Teradata graciously allowed me to post a few of the slides we used in our chat. Other details will have to remain fuzzier.
For context, I’ll start with a high-level view of Teradata’s hardware choices.
- As illustrated in a different, year-old slide deck, Teradata has four main rack-based product lines.
- The nodes in (the latest models) of all four Teradata product lines have:
- Very different kinds and quantity of storage attached to them, but …
- … identical CPUs (2 sockets, 6 cores per socket).
- “Slightly” different amounts of RAM.
- Different numbers of I/O cards in line with the differences in storage.
- Teradata systems currently use Intel Westmere CPUs. Intel Sandy Bridge is coming soon.
- Teradata uses the SAS 2.0 interface for all storage, even solid-state.
- Teradata uses four different kinds of networking gear: 1 Gigabit Ethernet, 10 Gigabit Ethernet, InfiniBand, and proprietary (BYNET 4.0).
- Teradata’s SSD (Solid-State Drive) supplier is still Pliant, which has meanwhile been bought by SanDisk.
- Teradata likes 2.5″ 10,000 RPM HDD (Hard Disk Drives) better than alternatives.
When compared to what I heard in prior conversations with Carson, the SAS 2.0 and 2.5″ 10,000 RPM choices were expected, but his fondness for InfiniBand is a big surprise. But I hadn’t previously realized:
- The new drives use 40% less power than 3.5″ 15,000 RPM drives
- Disk drives consume 80% of all the power used by a Teradata system.
A slide Teradata didn’t send over for posting indicated per-node storage choices as follows:
- Teradata 1650 (Extreme Data Appliance) — 72 2TB 7.2K RPM HDDs
- Teradata 2690 (Data Warehouse Appliance) — 24 600GB 10K RPM HDDs
- Teradata 4600 (Extreme Performance Appliance) — 8 300GB SSDs
- Teradata 6690* (Active Enterprise Data Warehouse) — 160 600 GB HDDs plus 15 400 GB SSDs
That’s a range in raw storage from 2.4 TB at the low end up to 144 TB at the high. Slightly different versions of the information can be found in a Teradata brochure.
*The Teradata 6690 was just announced Thursday.
Teradata showed me a slide with some interesting performance numbers, but unfortunately withheld permission to actually use them. That said, performance factors of significance related to Intel CPUs include at least:
- Cores per chip.
- Performance per core.
- Memory capacity and bandwidth.
For example, Carson said that Sandy Bridge has (vs.
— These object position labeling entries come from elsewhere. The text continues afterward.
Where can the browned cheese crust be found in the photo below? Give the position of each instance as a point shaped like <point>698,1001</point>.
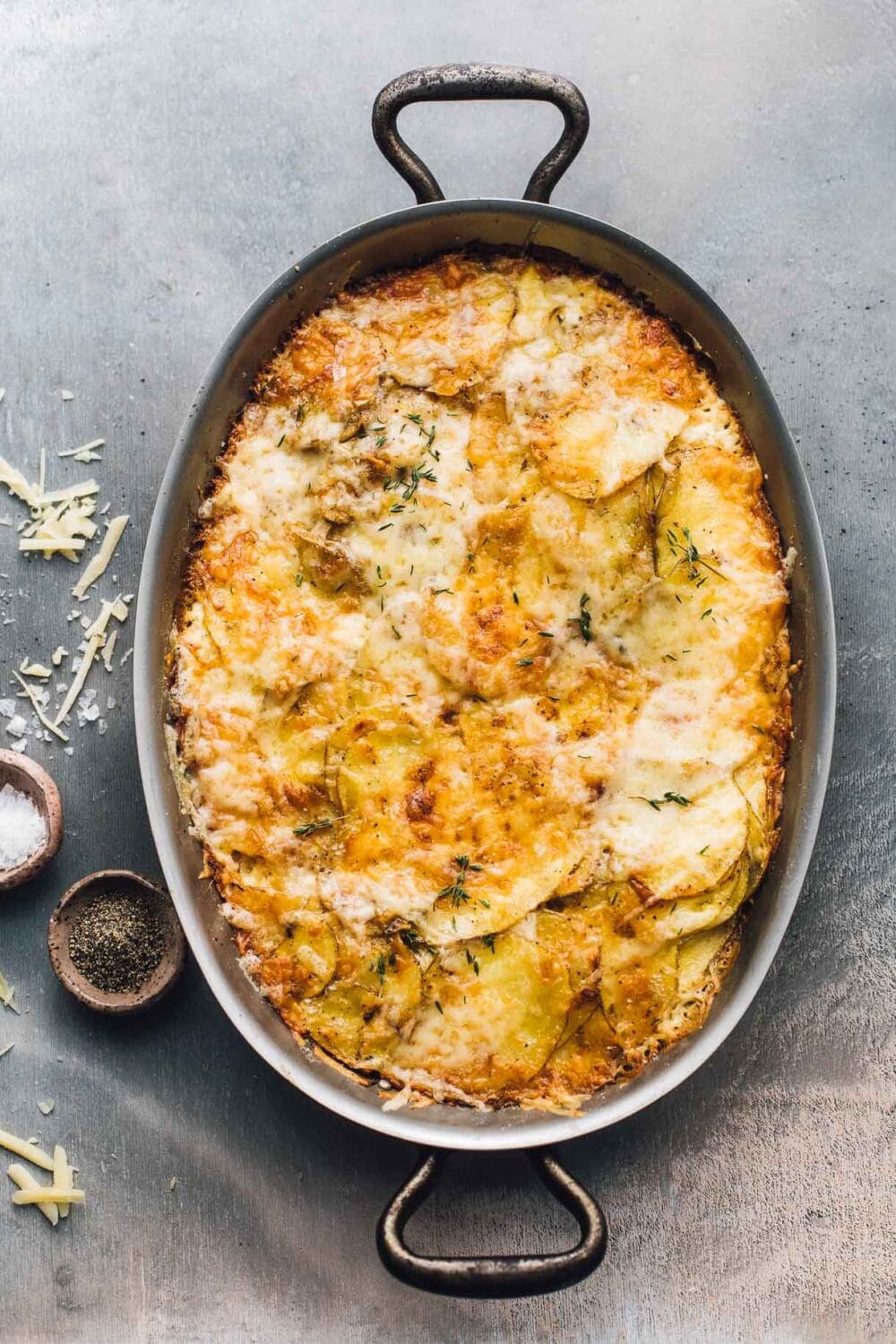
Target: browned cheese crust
<point>479,682</point>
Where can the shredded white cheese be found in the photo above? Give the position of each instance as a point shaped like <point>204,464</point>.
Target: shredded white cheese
<point>97,566</point>
<point>38,710</point>
<point>23,1148</point>
<point>27,1185</point>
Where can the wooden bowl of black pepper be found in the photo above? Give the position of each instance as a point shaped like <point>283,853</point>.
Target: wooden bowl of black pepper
<point>116,943</point>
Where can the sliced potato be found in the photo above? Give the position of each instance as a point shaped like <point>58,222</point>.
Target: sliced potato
<point>489,1018</point>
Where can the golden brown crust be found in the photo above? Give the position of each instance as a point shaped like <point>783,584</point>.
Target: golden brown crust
<point>479,680</point>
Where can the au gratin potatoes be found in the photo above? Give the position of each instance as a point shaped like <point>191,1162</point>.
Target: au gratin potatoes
<point>479,682</point>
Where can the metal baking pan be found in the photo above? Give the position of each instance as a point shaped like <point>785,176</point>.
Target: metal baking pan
<point>401,239</point>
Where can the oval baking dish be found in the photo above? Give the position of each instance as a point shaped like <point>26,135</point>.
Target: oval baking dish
<point>401,239</point>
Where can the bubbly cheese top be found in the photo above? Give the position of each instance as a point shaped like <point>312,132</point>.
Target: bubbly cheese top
<point>479,682</point>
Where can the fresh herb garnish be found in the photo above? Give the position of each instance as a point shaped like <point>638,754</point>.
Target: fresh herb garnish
<point>689,556</point>
<point>457,892</point>
<point>418,473</point>
<point>311,827</point>
<point>583,618</point>
<point>669,796</point>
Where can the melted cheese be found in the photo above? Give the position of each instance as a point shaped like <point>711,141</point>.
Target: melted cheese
<point>479,682</point>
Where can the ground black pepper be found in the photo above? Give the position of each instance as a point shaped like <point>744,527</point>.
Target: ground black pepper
<point>116,943</point>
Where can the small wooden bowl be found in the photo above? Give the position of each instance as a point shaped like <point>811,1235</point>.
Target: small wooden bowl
<point>29,777</point>
<point>116,882</point>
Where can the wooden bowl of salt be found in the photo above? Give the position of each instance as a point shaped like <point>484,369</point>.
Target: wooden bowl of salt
<point>30,819</point>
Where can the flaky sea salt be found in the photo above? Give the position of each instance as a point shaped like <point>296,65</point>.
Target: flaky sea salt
<point>22,827</point>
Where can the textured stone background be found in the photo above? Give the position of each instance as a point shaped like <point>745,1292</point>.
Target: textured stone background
<point>161,161</point>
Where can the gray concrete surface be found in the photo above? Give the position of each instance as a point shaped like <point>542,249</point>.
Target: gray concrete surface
<point>161,161</point>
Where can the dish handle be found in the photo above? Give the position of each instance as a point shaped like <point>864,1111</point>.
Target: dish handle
<point>493,1276</point>
<point>450,83</point>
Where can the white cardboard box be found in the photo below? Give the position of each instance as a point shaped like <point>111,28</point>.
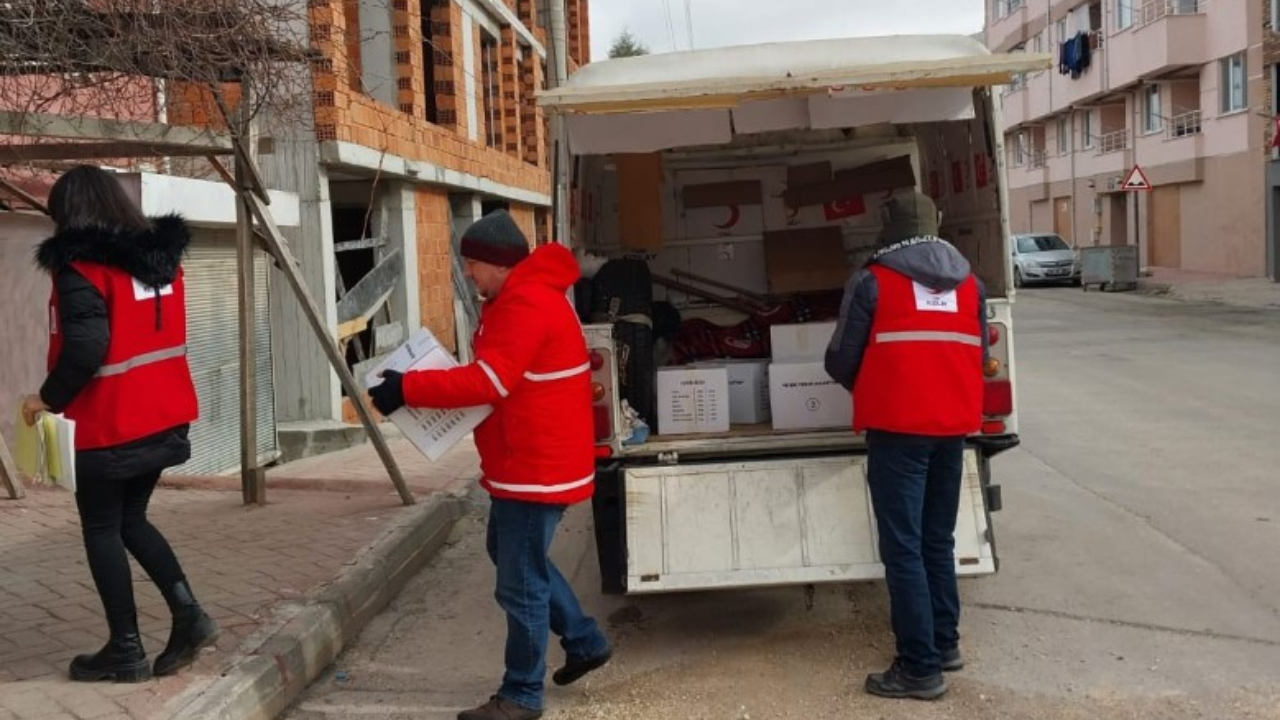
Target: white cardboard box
<point>805,342</point>
<point>432,431</point>
<point>804,397</point>
<point>693,400</point>
<point>748,390</point>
Westmere):
- 4 channels/socket, up from 3.
- Somewhat faster channels.
- 50% increase in DIMM (Dual In-line Memory Module) sites.
So the increase in RAM capacity is
1.5 x (whatever memory gains come from transistor density improvements in RAM in the usual Moore’s Law way).
Total throughput from RAM isn’t growing as fast, but it’s also up significantly. The upshot is that Teradata is headed pretty quickly toward 1 TB of RAM/node.
The part of all this that’s weirdest to me is using storage bus technology (SAS) rather than PCIe for solid-state I/O, but the way Carson explains it makes sense. Teradata gets 400-450 megabytes/SSD/sec — which evidently is close to the SSD’s rated capacity — using its favorite storage bus technology (SAS), which it deems Plenty Good Enough. Teradata’s trick for achieving this throughput is to have as many “units of parallelism”* talk to the same SSD at once, keeping all 48 of its disk-head-equivalents busy at once.** By way of contrast, Teradata handles disks in a more strictly shared-nothing manner. The other part of the not-PCIe decision is that with PCIe, Teradata has trouble finding enough slots per node to do everything it needs. I suspect Carson suspects that’s a solvable problem, but Teradata is content to go with technology it’s familiar with.
*Specifically, what Teradata calls “AMPs”, of which there might be 24-48 on a 12-core node; 10-12 AMPs might talk to one SSD at once, and some could even be from different nodes.
**On the SSDs Teradata uses, each “head” is a little processor. Carson also said something about 64-deep queues on the SSD vs. 8-deep on disk, but that part sailed — as it were — over my head.
Other notes on SAS and alternatives include:
- SAS doesn’t cost that much more than SATA, is faster, and may be more reliable as well.
- While there are use cases in which SAS doesn’t support sufficiently long or diverse cables, that’s not an issue for Teradata, whose cables are copper, and never get over 3 meters long.
- I was briefly concerned that SAS speeds only double every 4 years or so, but Carson assured me that this was speed/”lane”, and the number of lanes “increases” over time too.
- Carson was so dismissive of Fibre Channel that I didn’t press for details.
The whole thing for now seems to work out to sustainable speeds of about 6200 megabytes/second/server for full table scans and the like, with further increases coming soon.
While Teradata tries to communicate with storage at close to rated capacity, it wants to keep its node-to-node interconnect underutilized, for reasons of latency and predictable performance. InfiniBand offers 8000ish megabyte/second capability, of which Teradata envisions only using 500-1000 MB/sec. But that’s enough to alleviate bottlenecks for data load, replication, and so on.
Reasons Carson has flipped from “hating” multiple aspects of InfiniBand to being “excited” about it include:
- Intel’s involvement.
- What he perceives as greater standardization on InfiniBand by the HPC (High-Performance Computing) community.
- The resolution of various problems with cables and connectors.
However, Teradata also in various systems uses 10 GB Ethernet, 1 GB Ethernet, and its legacy custom networking silicon.
Finally, my comment about Teradata not fearing custom silicon is based on three things:
- The legacy BYNET chips.
- The firmware, special controllers, special processors and so on that get mentioned when we talk about HDDs or SSDs.
- A new effort in compression.
That compression is via Hifn,* a division of Exar, which seems to specialize in compression chips. They’ve come up with something that does single-pass block-level compression, plugs into the motherboard via PCIe, and is shipping in the Teradata 2690 today.
*When Hifn was an independent company, it was run by Al Sisto, Ingres’ original VP of sales (or close to it). Small world.
Apparently the Hifn chip compresses things about 2X, vs. 3X for the software-based block-level compression in the 6600 series. Of course, Teradata has other compression as well. But it’s a subject I’m foggy on, not least because the idea of doing block-level rather than token/dictionary or some other columnar kind of compression strikes me as limited and wrong. (If block-level compression happened on top of columnar compression, then we’d be talking …) Anyhow, Teradata’s figures for converting raw disk to user data numbers are that you lop off 50% for RAID, take 70% of what remains (to leave room for temp space and whatever), and multiply the resulting 35% by your compression figure.